Most people picture golden tilefish when they think about deep dropping but wreckfish will also bite all year long off the Virginia coast — if you can find ‘em. The toughest part of this mission is locating rugged rocky bottom or wreckage in 400-plus feet of water. The fish in this pic came from the tip of the Norfolk Canyon in about 450 feet. Once you find such a spot, deep-drop jigging is the way to get ‘em on the line.
- Choose a jig that falls fast and has enough weight to stay down on the bottom. That means a jig of 10-plus ounces (about 300 gramcrackers, for you folks who insist on using the metric system) minimal, and one of 15 to 16 ounces is not too heavy.
- Add a nice gooey glob of tempting but tough bait to the hooks. The tentacle ball from a squid is a great choice, since it can be securely threaded onto the hook and makes bait stealing — a big problem when you have to crank this much weight up to re-bait — rare.

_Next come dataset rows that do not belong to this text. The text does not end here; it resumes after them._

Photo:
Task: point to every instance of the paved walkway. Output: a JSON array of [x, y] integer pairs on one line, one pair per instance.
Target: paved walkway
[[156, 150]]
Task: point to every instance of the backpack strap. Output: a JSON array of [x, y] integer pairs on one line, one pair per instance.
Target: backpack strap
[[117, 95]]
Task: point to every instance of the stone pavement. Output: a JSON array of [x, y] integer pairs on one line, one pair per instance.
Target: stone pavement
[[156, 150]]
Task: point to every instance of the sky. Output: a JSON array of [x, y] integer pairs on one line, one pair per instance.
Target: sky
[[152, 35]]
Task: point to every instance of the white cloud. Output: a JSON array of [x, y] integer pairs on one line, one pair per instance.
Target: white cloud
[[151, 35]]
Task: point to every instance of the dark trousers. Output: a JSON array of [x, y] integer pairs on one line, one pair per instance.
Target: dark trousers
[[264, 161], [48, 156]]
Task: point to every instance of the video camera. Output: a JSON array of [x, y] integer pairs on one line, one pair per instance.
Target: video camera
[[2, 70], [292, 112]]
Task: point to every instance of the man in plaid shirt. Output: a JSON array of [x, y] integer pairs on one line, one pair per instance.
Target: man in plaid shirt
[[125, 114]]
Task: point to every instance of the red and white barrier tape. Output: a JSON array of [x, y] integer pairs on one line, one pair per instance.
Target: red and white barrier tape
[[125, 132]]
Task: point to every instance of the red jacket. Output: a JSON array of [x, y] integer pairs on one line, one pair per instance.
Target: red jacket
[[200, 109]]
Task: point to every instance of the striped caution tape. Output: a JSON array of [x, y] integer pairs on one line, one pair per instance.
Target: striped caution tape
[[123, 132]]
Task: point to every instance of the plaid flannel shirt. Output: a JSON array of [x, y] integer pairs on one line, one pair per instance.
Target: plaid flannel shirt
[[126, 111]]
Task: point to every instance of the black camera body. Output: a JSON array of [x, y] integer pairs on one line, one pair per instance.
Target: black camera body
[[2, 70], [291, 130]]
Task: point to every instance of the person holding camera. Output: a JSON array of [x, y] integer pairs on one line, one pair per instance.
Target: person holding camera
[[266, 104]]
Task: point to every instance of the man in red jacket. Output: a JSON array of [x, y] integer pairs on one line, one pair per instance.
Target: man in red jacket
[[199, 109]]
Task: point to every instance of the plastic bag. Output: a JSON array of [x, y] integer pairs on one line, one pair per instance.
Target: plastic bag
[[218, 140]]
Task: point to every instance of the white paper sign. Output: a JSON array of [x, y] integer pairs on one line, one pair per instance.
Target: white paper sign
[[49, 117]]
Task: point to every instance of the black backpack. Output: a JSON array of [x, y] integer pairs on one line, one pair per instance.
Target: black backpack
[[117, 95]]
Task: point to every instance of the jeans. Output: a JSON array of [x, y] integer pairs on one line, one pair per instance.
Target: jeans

- Lower down to the bottom on a rod with a stiff, fast-action tip and a high-speed jigging reel spooled with braid. Note: braid (tipped with an 80-pound wind-on) is a 100-percent must-have for this type of fishing. There’s just too much line stretch with mono to feel fish, much less bottom, when these sorts of depths are involved.
- Dance the jig right off bottom, letting out line when you don’t feel your offering tapping down each and every time you let it fall.
- When your jig is falling but seems to hit bottom a few feet too soon, swing for the stars. Usually the wreckfish will hit as the jig sinks, and if the sink stops before you expect it to that’s a dead give-away a fish has latched on.